Exponent, the lab Toyota hired, is suspect, because their client is
Toyota. Just works that way. You need an independent lab.
Gilbert's findings, though he is sincere, are suspect, because they
haven't been tied to the real world.
The problem is - nobody has really defined a widespread problem.
Sure, the mats - that's been taken care.
The sticky pedals - that's been taken care of.
The need for brake over ride circuitry - that will happen.
The Lexus engine shutdown issue - don't know what's in the works, but
I expect that delayed button will be replaced with a positive instant
means to shot down - could still be a button.
What's left - from what I've seen - is a couple believable cases of
"unintended acceleration"
Where the engine revs on it's own to the limiter.
That weird stuff happened to the Smith woman who testified, and
it happened to a guy who testified on the second day.
These were clear cases of electronic wildly controlling the engine
with no human input.
Nobody has figured those out. Might have nothing to do with pedal
circuitry.
I've mentioned before I experienced this in '85 TBI 2.0 Cavalier.

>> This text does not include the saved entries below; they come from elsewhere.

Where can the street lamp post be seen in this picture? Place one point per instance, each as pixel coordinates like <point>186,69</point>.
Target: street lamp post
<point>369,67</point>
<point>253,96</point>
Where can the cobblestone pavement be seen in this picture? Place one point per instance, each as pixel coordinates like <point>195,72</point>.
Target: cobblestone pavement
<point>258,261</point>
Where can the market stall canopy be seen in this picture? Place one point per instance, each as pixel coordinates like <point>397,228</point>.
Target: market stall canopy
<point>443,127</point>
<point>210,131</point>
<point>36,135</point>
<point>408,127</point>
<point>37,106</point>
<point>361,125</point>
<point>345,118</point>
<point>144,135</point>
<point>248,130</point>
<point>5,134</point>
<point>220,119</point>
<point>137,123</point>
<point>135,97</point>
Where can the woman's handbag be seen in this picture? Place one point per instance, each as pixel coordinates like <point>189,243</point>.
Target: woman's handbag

Didn't go wide open, but would push the car to 50mph with no pedal
input. Brakes easily handled it.
Turned out it was the ECU, which failed entirely a maybe a week after
the problem started.
Most likely an attached scanner could have quickly found the issue,
because though it was intermittent, you didn't have to wait long for
it to happen, and it could be reproduced just by driving for about 5
miles.
But it is possible that a confluence of conditions messing with modern
design electronic signals, combined with hardware anomalies/tolerances
can make this kind of thing happen again, and it will be hell to
reproduce it.
That's why brake overrides and a simple means to shut down are
necessities.
My bottom line on this is the big problems are Toyota not jumping hard
on the mat and pedal problems, the Toyota memo about saving $100
million by forestalling recalls, the oily relationship between mfgs
and NHTSA because of revolving doors, and - the biggest of all - the
cell phone call from the car of the highway patrolman as he and his
family went to flaming death.
That cell phone call is what has really screwed Toyota.

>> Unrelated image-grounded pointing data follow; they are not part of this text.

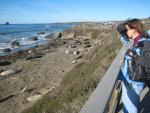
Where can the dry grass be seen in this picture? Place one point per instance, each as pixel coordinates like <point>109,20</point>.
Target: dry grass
<point>79,83</point>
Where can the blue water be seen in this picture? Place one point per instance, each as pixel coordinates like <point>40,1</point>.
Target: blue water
<point>22,32</point>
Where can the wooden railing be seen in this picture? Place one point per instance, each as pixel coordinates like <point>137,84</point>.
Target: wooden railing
<point>106,96</point>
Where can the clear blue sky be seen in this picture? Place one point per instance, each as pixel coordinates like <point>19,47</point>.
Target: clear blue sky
<point>47,11</point>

But hell, the car was a loner from a Toyota dealership, the previous
driver had the same issue, and I think the mat issue was supposed to
be taken care of. So they bought that one with eyes wide open.
With millions of cars on the road this "unintended acceleration" won't
go away. Glitches are going to happen. But it can be contained.
Aside from that lame delayed Lexus shutdown, I certainly don't think
Toyotas are more dangerous than other cars,
But I'm not the general public or Congress.